无论大家怎样唏嘘喟叹感慨,公输拓却神态自若,走近牢房的大门,看着狱吏狱卒分列两厢,他哈哈一笑:“各位在夹道欢迎本侯么?”
狱吏狱卒终于缓过神来,看着他个个想笑不敢笑,想哭不该哭,脸部肌肉抽搐,非笑非哭,表情复杂。
公输拓还拱手道:“谢过。”
说的那么认真,狱吏狱卒木讷的还礼回去。
公输拓凝神看了看监牢正门,问:“本侯在哪一间?”
仿佛等着他的不是腥臊恶臭晦暗无光的监牢,而是京城首屈一指的客栈“千秋如月”那天字一号房似的。
狱吏狱卒心说你的侯爵已经给皇上下圣旨褫夺了,你的啸骑大将军也给皇上下圣旨黜免了,你现在什么都不是,不对,你还是庶民,狱吏狱卒有心告诉他实情,又觉着这样有点落井下石的卑劣,所以个个缄默不语。
只等公输拓复问:“本侯到底在哪一间呢?走的有点累,想进去歇一歇。”
负责他那间牢房的狱卒才醒悟过来,尴尬的笑了笑,然后在前头带路,引着他进了大牢的正门,走过长长的幽暗的走廊,最后来到里面的一间,狱卒将牢门推开。

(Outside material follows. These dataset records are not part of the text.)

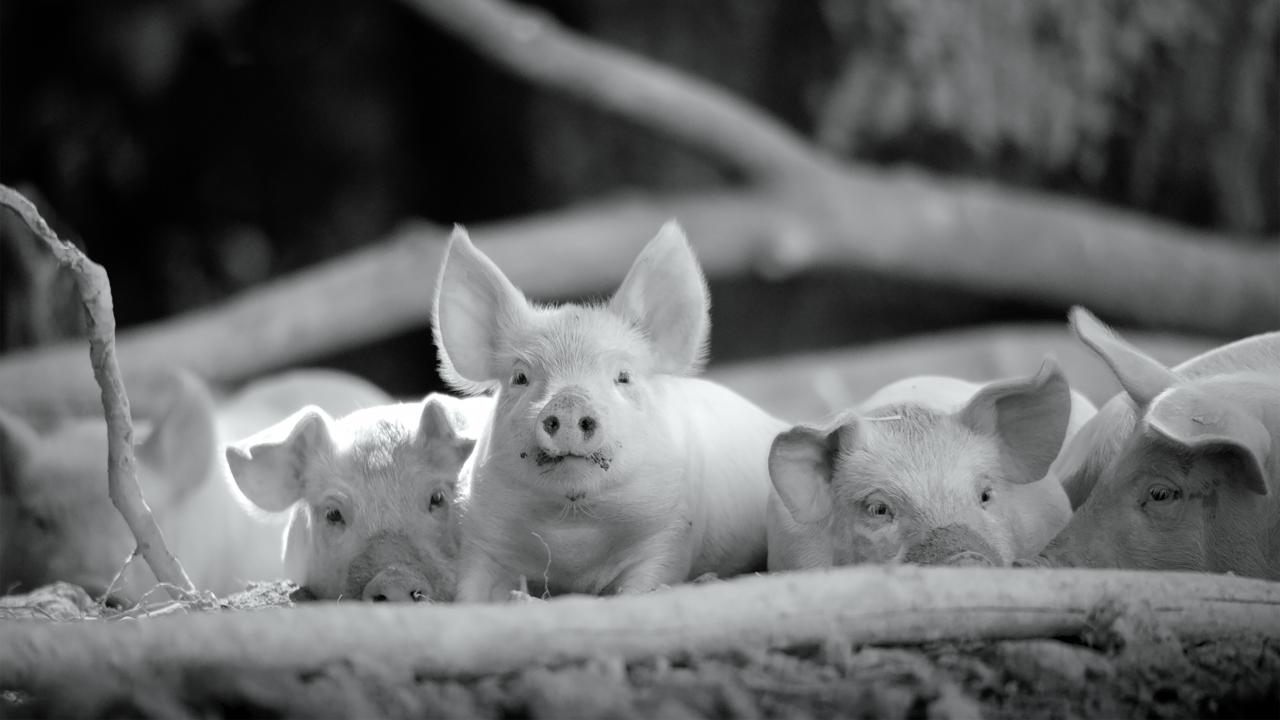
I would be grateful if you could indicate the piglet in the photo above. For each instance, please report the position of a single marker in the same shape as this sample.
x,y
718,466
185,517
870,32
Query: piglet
x,y
373,497
58,522
928,469
606,466
1182,470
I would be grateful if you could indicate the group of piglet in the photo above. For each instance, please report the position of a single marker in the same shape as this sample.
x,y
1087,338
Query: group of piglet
x,y
589,459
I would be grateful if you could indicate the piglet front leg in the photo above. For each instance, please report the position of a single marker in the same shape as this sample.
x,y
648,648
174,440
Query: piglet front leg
x,y
483,579
661,561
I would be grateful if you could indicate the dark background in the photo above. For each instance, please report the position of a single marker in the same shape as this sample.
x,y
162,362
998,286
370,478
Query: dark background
x,y
197,147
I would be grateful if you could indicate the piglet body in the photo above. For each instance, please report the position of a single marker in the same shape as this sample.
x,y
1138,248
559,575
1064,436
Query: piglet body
x,y
928,469
604,468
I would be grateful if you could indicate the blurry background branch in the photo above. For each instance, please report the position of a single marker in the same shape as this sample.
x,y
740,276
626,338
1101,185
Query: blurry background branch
x,y
95,294
387,287
979,237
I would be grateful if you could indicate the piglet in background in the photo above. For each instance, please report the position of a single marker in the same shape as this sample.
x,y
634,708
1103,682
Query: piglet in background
x,y
59,524
606,468
373,497
929,470
1182,470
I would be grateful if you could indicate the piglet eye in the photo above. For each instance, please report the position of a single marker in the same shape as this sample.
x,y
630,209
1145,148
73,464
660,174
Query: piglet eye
x,y
878,509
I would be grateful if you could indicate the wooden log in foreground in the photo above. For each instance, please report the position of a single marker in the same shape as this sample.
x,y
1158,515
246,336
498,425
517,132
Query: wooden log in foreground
x,y
867,605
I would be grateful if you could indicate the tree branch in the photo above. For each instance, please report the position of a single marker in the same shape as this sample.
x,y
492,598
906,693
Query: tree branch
x,y
864,605
380,290
95,291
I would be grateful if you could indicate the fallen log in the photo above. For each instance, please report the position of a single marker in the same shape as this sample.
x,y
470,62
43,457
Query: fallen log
x,y
95,294
864,605
967,233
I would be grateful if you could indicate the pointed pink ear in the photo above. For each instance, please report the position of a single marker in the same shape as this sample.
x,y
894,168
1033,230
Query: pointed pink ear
x,y
183,443
1139,374
1203,424
1028,417
438,436
801,463
269,465
475,308
17,443
666,296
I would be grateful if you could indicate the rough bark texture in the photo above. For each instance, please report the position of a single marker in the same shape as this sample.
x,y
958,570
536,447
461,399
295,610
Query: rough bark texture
x,y
95,292
868,605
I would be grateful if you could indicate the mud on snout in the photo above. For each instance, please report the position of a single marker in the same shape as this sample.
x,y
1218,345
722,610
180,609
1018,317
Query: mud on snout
x,y
392,568
952,545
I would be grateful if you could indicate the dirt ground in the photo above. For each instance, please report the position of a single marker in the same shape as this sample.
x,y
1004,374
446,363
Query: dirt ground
x,y
1124,668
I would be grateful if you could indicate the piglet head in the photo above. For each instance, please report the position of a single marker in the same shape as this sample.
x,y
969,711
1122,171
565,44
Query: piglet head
x,y
906,483
1187,488
373,499
576,404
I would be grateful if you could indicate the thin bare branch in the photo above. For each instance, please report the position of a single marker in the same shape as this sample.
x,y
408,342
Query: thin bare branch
x,y
95,291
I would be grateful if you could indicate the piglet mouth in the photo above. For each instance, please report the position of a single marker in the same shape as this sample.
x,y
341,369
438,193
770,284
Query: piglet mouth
x,y
544,459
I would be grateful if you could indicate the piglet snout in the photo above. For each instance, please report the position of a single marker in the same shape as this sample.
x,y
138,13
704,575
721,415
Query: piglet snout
x,y
570,425
396,584
952,545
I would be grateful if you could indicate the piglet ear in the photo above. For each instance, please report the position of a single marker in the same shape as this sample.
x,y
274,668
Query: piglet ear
x,y
1028,417
438,436
269,465
17,443
666,296
1139,374
1202,424
801,463
475,308
183,443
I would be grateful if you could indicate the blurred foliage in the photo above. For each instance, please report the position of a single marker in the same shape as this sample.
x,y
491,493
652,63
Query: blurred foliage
x,y
1168,105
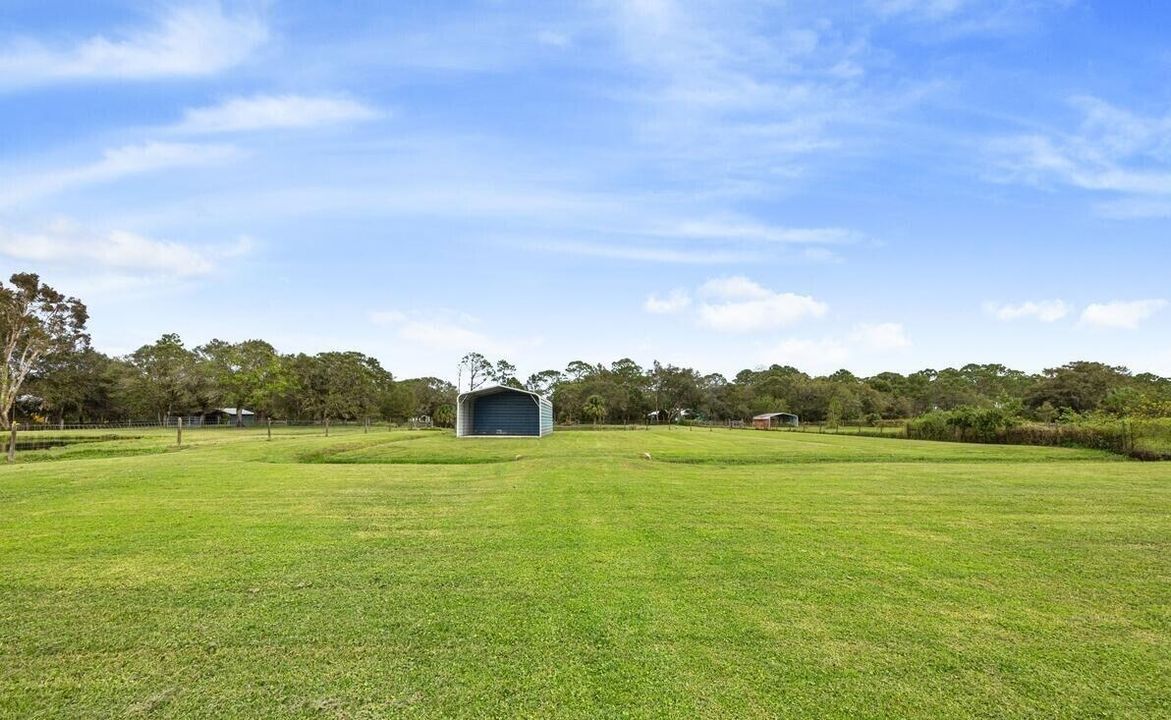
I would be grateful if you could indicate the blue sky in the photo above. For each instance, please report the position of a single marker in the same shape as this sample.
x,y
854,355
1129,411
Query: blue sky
x,y
894,184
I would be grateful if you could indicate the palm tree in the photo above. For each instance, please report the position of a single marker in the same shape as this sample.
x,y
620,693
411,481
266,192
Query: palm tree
x,y
594,408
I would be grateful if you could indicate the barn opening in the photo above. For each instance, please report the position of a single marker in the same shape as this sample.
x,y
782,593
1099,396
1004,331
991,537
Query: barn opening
x,y
502,412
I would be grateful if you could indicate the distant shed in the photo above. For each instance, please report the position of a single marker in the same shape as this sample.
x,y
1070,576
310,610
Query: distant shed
x,y
775,419
502,412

公输拓伸长脖子往里面看了看,点头:“还不错,够宽绰。”
狱卒轻叹着,随后把牢门关上,一把大铁锁咔哒锁上,狱卒都替他难过,一辈子的荣华富贵,就这样葬送在一个女人身上。
公输拓听着身后狱卒的叹息,笑了笑,大模大样的盘腿坐在稻草上,这,谓之床。
他坐了一会感觉有点累,索性躺了下去,还嘟囔:“稻草不新鲜,已经发霉了,凑合吧。”
不多时鼾声如雷。
这都能睡着?
狱吏狱卒感觉安远侯大概是受了和离的刺激,变傻了,他所有的表现都证明,他的确是傻了,不然为何进了监牢还如此快活呢。
总之,大名鼎鼎的混世魔王落难了,有人惋惜有人欢喜,只等这事传到兰猗耳中,她只是愣了一会子,随后气道:“这个混蛋!”
秋落不知底里,一着急,话都说不利索了:“姐姐,你,你,哎呀你赶紧想办法救侯爷。”